Minha cidade não é minha
cidade. Nasci tão longe que nem se pode calcular a distância de minha cidade
até minha cidade. Minha cidade hoje é a que escolhi para viver, e não a que meu
viu partindo a casca do ovo, partindo pinhões com os dentes de leite, partindo os
porta-retratos do primeiro amor, partindo para sempre para minha cidade
derradeira. Esta que agora me vê de coração partido. Minha cidade – se é que o
leitor entende que me refiro a cidade Agora – tem tudo o que há nas outras. Tem
ruas, que são largas porque havia território suficiente para criar vias
generosas, mas por elas, andamos chacoalhando como se andássemos em carroças
puxadas por bois, embora tenhamos carros de luxo. Nossos carros, de luxo ou
populares, andam velozes por debaixo dos postes sem luz, driblam crateras que
se abrem a cada inverno sobre o asfalto eternamente remendado, atropelando
gatos distraídos, mutilando filhotes de cachorros que são jogados nas ruas,
porque em casa quase ninguém os quer, e não há serviço público que também os
queira.
Minha cidade se orgulha de
seu endereço: esquina do rio Amazonas com a linha do Equador. Mas o rio
Amazonas tem águas tão vigorosas que trazem vacas mortas para a praia, trazem
geladeiras descartadas pelo morador das ilhas, trazem panelas velhas, destroços
de pneus, de ventiladores, de camas tubulares... Tenho orgulho desse rio, que
cumpre com lealdade seu destino de vazar e encher, vazar e encher, todos os
dias, há milênios. Mas tenho vergonha de que as quinquilharias sejam levadas de
volta pela maré, porque não há quem as recolha. Por certo, quem tem o dever de
recolhê-las pensa que os peixes cumprirão a sábia responsabilidade de comer
tudo. Desconfio que o rio, sufocado de mágoa, tenha começado a devorar minha
cidade. Quem anda, como eu, perscrutando paisagens por todo canto, já deve ter
visto os pedaços que ele comeu, engolindo calçadas, arrimos e árvores nos
bairros periféricos onde antes ele acolhia os banhistas alegres e bêbados do
domingo.
Minha cidade tem um imenso
forte que a protege de possíveis invasores, com direito a masmorras e canhões.
É o maior e um dos mais belos do Brasil, e ao seu redor, passeiam hordas de
visitantes que vão espalhando cargas de copos e garrafas descartáveis de toda
cor, pacotes de comida barata vendida pelos ambulantes, latas de refrigerante e
cerveja, destroços do piquenique sobre o mato crescido onde deveria haver um
gramado verdejante, onde deveria haver, no mínimo, latas de lixo e bancos para
descanso e contemplação da paisagem.
Minha cidade não tem tantas
lixeiras públicas quanto poderia.
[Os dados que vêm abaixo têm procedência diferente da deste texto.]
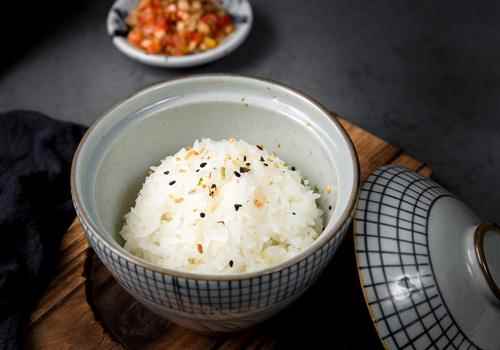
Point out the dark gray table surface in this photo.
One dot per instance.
(423, 75)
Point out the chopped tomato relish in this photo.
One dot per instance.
(178, 27)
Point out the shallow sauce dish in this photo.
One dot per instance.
(111, 163)
(239, 10)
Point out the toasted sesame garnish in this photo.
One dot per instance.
(191, 153)
(259, 200)
(258, 203)
(166, 216)
(213, 190)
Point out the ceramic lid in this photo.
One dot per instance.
(429, 269)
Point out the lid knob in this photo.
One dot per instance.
(487, 248)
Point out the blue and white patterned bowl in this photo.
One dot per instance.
(111, 162)
(429, 269)
(240, 11)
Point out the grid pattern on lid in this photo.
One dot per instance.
(395, 267)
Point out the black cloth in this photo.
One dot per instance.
(35, 211)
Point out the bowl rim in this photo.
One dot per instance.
(228, 45)
(324, 237)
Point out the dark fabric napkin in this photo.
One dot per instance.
(35, 211)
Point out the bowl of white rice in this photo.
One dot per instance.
(216, 200)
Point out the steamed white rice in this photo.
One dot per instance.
(222, 207)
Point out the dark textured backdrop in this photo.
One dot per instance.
(424, 75)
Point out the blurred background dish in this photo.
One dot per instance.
(214, 34)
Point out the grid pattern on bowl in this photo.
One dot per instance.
(395, 266)
(216, 297)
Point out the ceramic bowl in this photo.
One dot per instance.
(429, 268)
(240, 11)
(113, 157)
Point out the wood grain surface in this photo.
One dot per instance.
(84, 308)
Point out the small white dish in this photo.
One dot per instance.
(429, 269)
(240, 11)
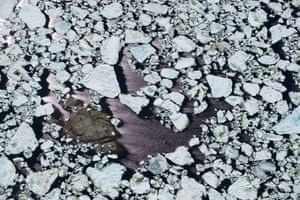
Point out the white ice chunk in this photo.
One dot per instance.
(32, 16)
(46, 109)
(169, 73)
(6, 8)
(183, 63)
(112, 11)
(191, 189)
(135, 103)
(142, 52)
(220, 87)
(103, 79)
(180, 121)
(110, 50)
(156, 8)
(158, 164)
(242, 188)
(24, 140)
(107, 178)
(132, 36)
(289, 125)
(183, 44)
(270, 95)
(40, 182)
(7, 172)
(237, 62)
(181, 156)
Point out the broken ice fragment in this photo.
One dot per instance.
(132, 36)
(237, 62)
(181, 156)
(112, 11)
(24, 140)
(136, 104)
(142, 52)
(43, 110)
(32, 16)
(169, 73)
(40, 182)
(267, 60)
(7, 172)
(156, 8)
(6, 8)
(110, 50)
(243, 189)
(220, 87)
(183, 44)
(107, 178)
(62, 27)
(183, 63)
(270, 95)
(180, 121)
(158, 164)
(103, 79)
(191, 189)
(289, 125)
(257, 18)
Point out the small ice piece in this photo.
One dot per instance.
(103, 79)
(132, 36)
(136, 104)
(180, 121)
(169, 73)
(7, 7)
(181, 156)
(237, 62)
(183, 44)
(7, 172)
(294, 67)
(279, 31)
(220, 87)
(40, 182)
(156, 8)
(242, 188)
(216, 28)
(262, 155)
(145, 19)
(190, 189)
(139, 184)
(107, 179)
(19, 100)
(251, 106)
(158, 164)
(152, 78)
(142, 52)
(270, 95)
(195, 75)
(112, 11)
(79, 12)
(110, 50)
(78, 182)
(32, 16)
(267, 60)
(251, 88)
(42, 110)
(214, 194)
(183, 63)
(289, 125)
(211, 179)
(257, 18)
(24, 140)
(176, 97)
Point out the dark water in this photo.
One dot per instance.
(142, 137)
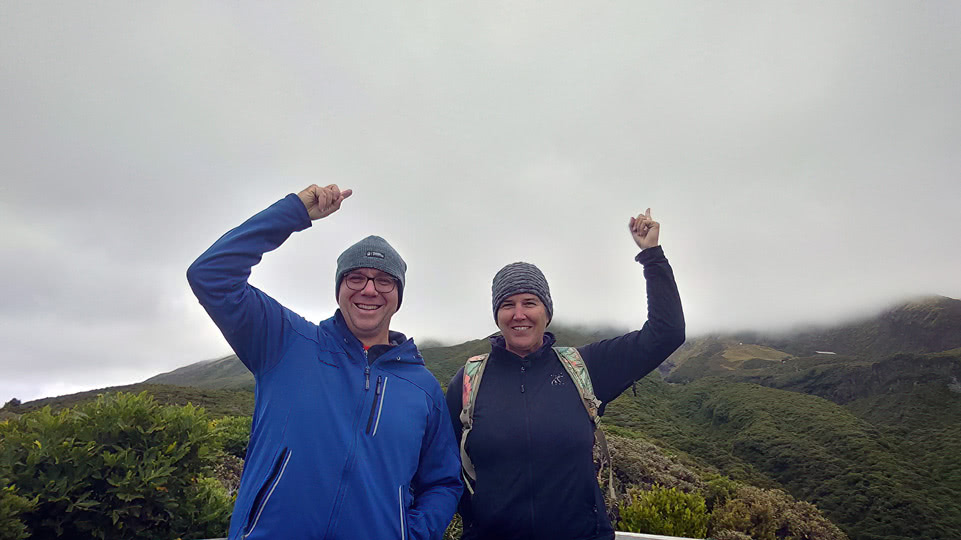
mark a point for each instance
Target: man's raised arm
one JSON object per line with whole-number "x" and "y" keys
{"x": 250, "y": 320}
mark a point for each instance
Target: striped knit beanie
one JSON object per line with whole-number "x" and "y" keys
{"x": 517, "y": 278}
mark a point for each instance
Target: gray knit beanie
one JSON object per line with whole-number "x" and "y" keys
{"x": 517, "y": 278}
{"x": 372, "y": 252}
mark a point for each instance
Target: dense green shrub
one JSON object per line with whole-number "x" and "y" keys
{"x": 232, "y": 434}
{"x": 718, "y": 490}
{"x": 120, "y": 467}
{"x": 12, "y": 508}
{"x": 665, "y": 511}
{"x": 764, "y": 514}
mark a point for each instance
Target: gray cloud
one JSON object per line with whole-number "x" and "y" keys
{"x": 802, "y": 159}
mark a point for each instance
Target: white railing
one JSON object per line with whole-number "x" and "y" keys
{"x": 618, "y": 535}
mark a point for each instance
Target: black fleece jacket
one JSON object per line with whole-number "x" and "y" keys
{"x": 532, "y": 440}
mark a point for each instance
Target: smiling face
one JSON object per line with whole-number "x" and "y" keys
{"x": 522, "y": 319}
{"x": 367, "y": 312}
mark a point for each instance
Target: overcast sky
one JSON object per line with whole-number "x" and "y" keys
{"x": 803, "y": 160}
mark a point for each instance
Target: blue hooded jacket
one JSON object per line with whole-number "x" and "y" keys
{"x": 341, "y": 446}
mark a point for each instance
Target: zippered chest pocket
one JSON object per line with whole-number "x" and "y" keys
{"x": 377, "y": 406}
{"x": 398, "y": 411}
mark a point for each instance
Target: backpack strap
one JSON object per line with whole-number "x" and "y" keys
{"x": 473, "y": 371}
{"x": 576, "y": 367}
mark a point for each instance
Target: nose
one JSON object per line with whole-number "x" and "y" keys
{"x": 369, "y": 289}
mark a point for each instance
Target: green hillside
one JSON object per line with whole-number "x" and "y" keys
{"x": 925, "y": 325}
{"x": 217, "y": 403}
{"x": 871, "y": 434}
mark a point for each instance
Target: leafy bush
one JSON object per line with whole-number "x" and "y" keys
{"x": 764, "y": 514}
{"x": 120, "y": 467}
{"x": 719, "y": 490}
{"x": 232, "y": 434}
{"x": 665, "y": 511}
{"x": 12, "y": 507}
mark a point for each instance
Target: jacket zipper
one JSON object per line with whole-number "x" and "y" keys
{"x": 527, "y": 418}
{"x": 373, "y": 406}
{"x": 279, "y": 467}
{"x": 403, "y": 513}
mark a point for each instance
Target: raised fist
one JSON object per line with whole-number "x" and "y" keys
{"x": 644, "y": 230}
{"x": 322, "y": 201}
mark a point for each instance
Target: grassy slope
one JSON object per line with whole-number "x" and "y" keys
{"x": 815, "y": 449}
{"x": 217, "y": 403}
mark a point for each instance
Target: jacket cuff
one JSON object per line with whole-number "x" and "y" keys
{"x": 651, "y": 255}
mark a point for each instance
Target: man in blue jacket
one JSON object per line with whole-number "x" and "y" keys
{"x": 351, "y": 436}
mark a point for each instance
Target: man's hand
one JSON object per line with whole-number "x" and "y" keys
{"x": 644, "y": 230}
{"x": 322, "y": 202}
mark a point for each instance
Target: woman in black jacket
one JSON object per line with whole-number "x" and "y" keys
{"x": 531, "y": 437}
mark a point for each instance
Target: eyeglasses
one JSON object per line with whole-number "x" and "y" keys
{"x": 358, "y": 282}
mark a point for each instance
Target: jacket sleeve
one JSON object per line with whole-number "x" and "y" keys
{"x": 614, "y": 364}
{"x": 437, "y": 485}
{"x": 251, "y": 321}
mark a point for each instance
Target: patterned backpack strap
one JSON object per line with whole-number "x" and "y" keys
{"x": 574, "y": 364}
{"x": 473, "y": 371}
{"x": 577, "y": 369}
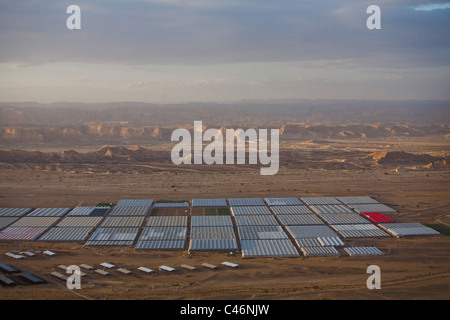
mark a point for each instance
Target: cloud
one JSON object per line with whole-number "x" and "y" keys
{"x": 217, "y": 32}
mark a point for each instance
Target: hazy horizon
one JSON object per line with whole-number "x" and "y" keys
{"x": 171, "y": 51}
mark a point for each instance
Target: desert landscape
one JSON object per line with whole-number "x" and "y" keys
{"x": 56, "y": 156}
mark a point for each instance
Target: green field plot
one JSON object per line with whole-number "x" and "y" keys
{"x": 170, "y": 212}
{"x": 207, "y": 211}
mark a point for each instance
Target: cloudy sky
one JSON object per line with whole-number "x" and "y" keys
{"x": 166, "y": 51}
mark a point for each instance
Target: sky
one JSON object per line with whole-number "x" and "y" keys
{"x": 176, "y": 51}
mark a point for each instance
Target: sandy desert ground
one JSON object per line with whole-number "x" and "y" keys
{"x": 411, "y": 268}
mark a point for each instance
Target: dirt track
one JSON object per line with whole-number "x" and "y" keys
{"x": 412, "y": 268}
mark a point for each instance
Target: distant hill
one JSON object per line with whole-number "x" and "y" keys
{"x": 215, "y": 114}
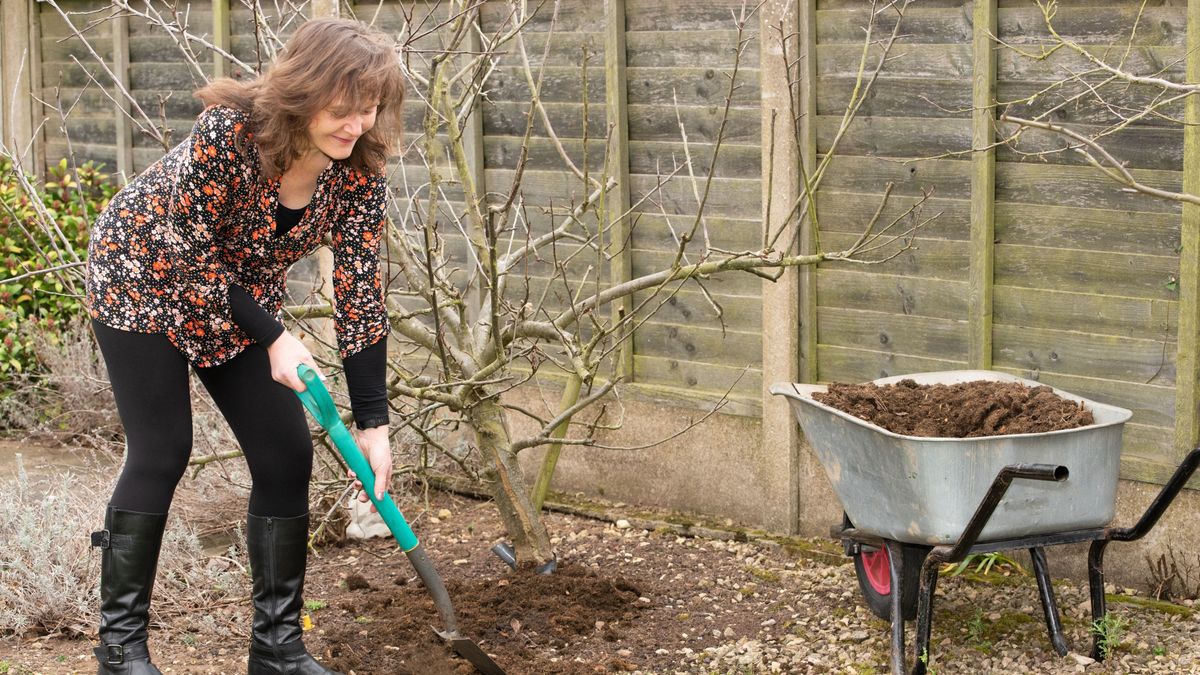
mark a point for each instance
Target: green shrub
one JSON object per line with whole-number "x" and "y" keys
{"x": 43, "y": 227}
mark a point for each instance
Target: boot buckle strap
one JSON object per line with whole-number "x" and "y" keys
{"x": 114, "y": 655}
{"x": 106, "y": 539}
{"x": 101, "y": 539}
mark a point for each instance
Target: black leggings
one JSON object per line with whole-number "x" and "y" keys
{"x": 149, "y": 377}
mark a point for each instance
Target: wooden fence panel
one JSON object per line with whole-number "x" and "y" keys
{"x": 1085, "y": 273}
{"x": 1084, "y": 282}
{"x": 681, "y": 55}
{"x": 910, "y": 312}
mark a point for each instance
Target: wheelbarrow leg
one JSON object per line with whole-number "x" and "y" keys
{"x": 1049, "y": 607}
{"x": 1096, "y": 585}
{"x": 925, "y": 614}
{"x": 895, "y": 567}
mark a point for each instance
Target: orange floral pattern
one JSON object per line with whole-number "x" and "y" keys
{"x": 165, "y": 251}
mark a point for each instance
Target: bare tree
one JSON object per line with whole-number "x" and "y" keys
{"x": 471, "y": 317}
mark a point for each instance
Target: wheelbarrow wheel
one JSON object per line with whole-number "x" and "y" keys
{"x": 875, "y": 579}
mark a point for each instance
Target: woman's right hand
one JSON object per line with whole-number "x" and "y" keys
{"x": 286, "y": 354}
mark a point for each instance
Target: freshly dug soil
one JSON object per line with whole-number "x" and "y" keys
{"x": 966, "y": 410}
{"x": 516, "y": 617}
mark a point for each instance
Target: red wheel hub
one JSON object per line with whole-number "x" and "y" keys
{"x": 879, "y": 571}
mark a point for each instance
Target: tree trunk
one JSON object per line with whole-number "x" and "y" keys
{"x": 521, "y": 519}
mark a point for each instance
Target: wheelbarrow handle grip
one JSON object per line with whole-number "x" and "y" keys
{"x": 321, "y": 405}
{"x": 1053, "y": 472}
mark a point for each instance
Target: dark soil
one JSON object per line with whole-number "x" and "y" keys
{"x": 966, "y": 410}
{"x": 515, "y": 617}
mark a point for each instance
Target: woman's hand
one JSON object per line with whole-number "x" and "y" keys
{"x": 377, "y": 448}
{"x": 286, "y": 354}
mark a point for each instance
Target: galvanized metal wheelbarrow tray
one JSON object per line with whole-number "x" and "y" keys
{"x": 930, "y": 501}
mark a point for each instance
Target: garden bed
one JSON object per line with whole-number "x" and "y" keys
{"x": 635, "y": 599}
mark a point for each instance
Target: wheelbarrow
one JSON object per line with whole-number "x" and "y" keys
{"x": 913, "y": 503}
{"x": 321, "y": 405}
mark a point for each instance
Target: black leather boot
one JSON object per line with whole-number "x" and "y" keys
{"x": 129, "y": 544}
{"x": 279, "y": 554}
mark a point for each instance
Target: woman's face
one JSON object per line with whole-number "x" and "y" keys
{"x": 336, "y": 127}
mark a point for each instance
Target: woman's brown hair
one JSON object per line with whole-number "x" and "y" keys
{"x": 327, "y": 61}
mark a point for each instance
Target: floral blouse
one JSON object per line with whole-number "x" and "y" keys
{"x": 165, "y": 251}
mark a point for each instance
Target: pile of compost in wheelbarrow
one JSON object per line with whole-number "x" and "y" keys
{"x": 513, "y": 617}
{"x": 965, "y": 410}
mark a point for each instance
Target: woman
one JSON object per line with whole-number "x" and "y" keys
{"x": 186, "y": 266}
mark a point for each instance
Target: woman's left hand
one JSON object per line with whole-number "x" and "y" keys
{"x": 377, "y": 448}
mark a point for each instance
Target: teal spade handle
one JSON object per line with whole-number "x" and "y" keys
{"x": 321, "y": 405}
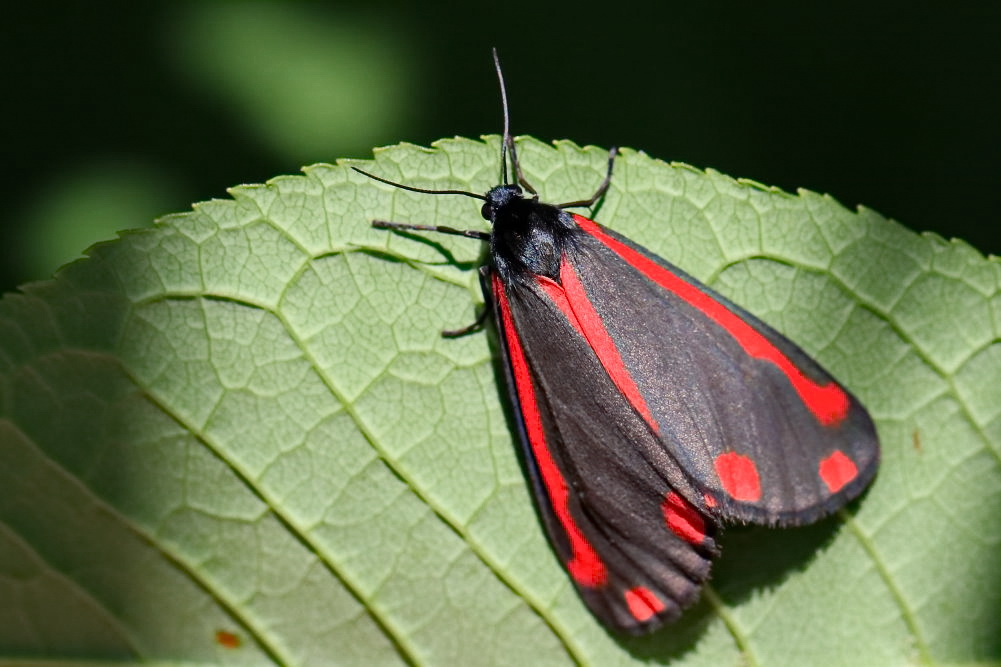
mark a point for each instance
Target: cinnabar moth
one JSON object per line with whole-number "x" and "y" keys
{"x": 650, "y": 408}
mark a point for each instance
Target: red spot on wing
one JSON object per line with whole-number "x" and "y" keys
{"x": 739, "y": 477}
{"x": 837, "y": 470}
{"x": 683, "y": 519}
{"x": 643, "y": 603}
{"x": 828, "y": 403}
{"x": 573, "y": 301}
{"x": 585, "y": 566}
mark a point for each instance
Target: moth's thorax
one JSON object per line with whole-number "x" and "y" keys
{"x": 529, "y": 237}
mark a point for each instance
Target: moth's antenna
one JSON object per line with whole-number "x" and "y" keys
{"x": 422, "y": 190}
{"x": 508, "y": 143}
{"x": 507, "y": 119}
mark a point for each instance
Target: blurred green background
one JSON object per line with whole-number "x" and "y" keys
{"x": 118, "y": 112}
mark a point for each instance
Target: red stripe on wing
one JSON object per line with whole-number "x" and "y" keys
{"x": 573, "y": 301}
{"x": 828, "y": 403}
{"x": 586, "y": 566}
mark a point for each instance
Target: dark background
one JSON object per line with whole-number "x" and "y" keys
{"x": 118, "y": 112}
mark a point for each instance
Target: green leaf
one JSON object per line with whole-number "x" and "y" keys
{"x": 244, "y": 421}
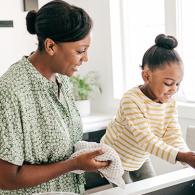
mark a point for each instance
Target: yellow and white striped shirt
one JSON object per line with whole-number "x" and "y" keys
{"x": 142, "y": 127}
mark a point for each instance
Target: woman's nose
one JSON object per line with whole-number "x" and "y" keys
{"x": 85, "y": 57}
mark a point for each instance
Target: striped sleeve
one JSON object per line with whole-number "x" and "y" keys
{"x": 173, "y": 135}
{"x": 139, "y": 127}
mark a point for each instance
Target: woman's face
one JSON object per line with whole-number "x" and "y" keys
{"x": 69, "y": 56}
{"x": 164, "y": 83}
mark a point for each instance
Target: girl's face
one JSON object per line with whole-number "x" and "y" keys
{"x": 69, "y": 56}
{"x": 162, "y": 84}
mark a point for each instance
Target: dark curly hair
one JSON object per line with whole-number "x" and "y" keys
{"x": 161, "y": 53}
{"x": 59, "y": 21}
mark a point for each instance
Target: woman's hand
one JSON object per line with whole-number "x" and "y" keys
{"x": 187, "y": 157}
{"x": 87, "y": 161}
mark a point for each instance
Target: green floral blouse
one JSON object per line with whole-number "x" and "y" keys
{"x": 39, "y": 124}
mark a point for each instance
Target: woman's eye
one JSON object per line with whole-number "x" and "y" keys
{"x": 81, "y": 51}
{"x": 168, "y": 84}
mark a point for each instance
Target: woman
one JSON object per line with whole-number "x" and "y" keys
{"x": 39, "y": 120}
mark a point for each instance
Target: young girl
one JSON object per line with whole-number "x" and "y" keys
{"x": 146, "y": 121}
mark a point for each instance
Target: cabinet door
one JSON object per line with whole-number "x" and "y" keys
{"x": 94, "y": 179}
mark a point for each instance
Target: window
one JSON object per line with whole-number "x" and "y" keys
{"x": 186, "y": 32}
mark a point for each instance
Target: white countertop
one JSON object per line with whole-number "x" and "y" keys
{"x": 152, "y": 184}
{"x": 95, "y": 122}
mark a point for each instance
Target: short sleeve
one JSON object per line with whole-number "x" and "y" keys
{"x": 11, "y": 136}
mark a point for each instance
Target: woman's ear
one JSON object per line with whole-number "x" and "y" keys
{"x": 49, "y": 46}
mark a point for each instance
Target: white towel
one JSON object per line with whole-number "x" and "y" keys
{"x": 114, "y": 171}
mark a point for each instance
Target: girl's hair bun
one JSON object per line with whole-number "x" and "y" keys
{"x": 166, "y": 41}
{"x": 30, "y": 21}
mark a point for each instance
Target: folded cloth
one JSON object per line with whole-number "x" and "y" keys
{"x": 113, "y": 173}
Quando elas se abarrotam, há sempre os que
não se envergonham de lançar ao chão os resíduos de tudo aquilo que consomem. E
o urubus fazem festa, das oito da manhã até às cinco da tarde, em pleno centro
da minha cidade, em pleno parque construído sob a promessa de encantar
turistas.
Pelos parques maltratados
caminham franceses, alemães, italianos, todos de rosto ardido pelo nosso sol
equatorial, com mochilas tão grandes que parecem transportar crocodilos. Mas todos
têm nos olhos a mesma desilusão. Afinal, a propaganda era clara: a única
capital brasileira banhada pelo maior rio do mundo, área de livre comércio,
paisagem amazônica intocada e cultura efervescente. Cést la vie, meus amigos estrangeiros. Faz muito tempo que o
abandono ronda o trapiche, o centro de cultura negra, o teatro, os museus, a
biblioteca, as praças, as ruas, os monumentos históricos...
Hoje passeei por uma rua
distante e descobri que há um circo instalado em minha cidade. Um pequeno e
nostálgico circo que me proporcionou a cândida esperança de um recomeço. Eu não teria medo de derrubar tudo e começar
tudo de novo. Ou voltar para a pequena e distante cidade onde nasci, que de
qualquer modo, sempre será minha cidade também.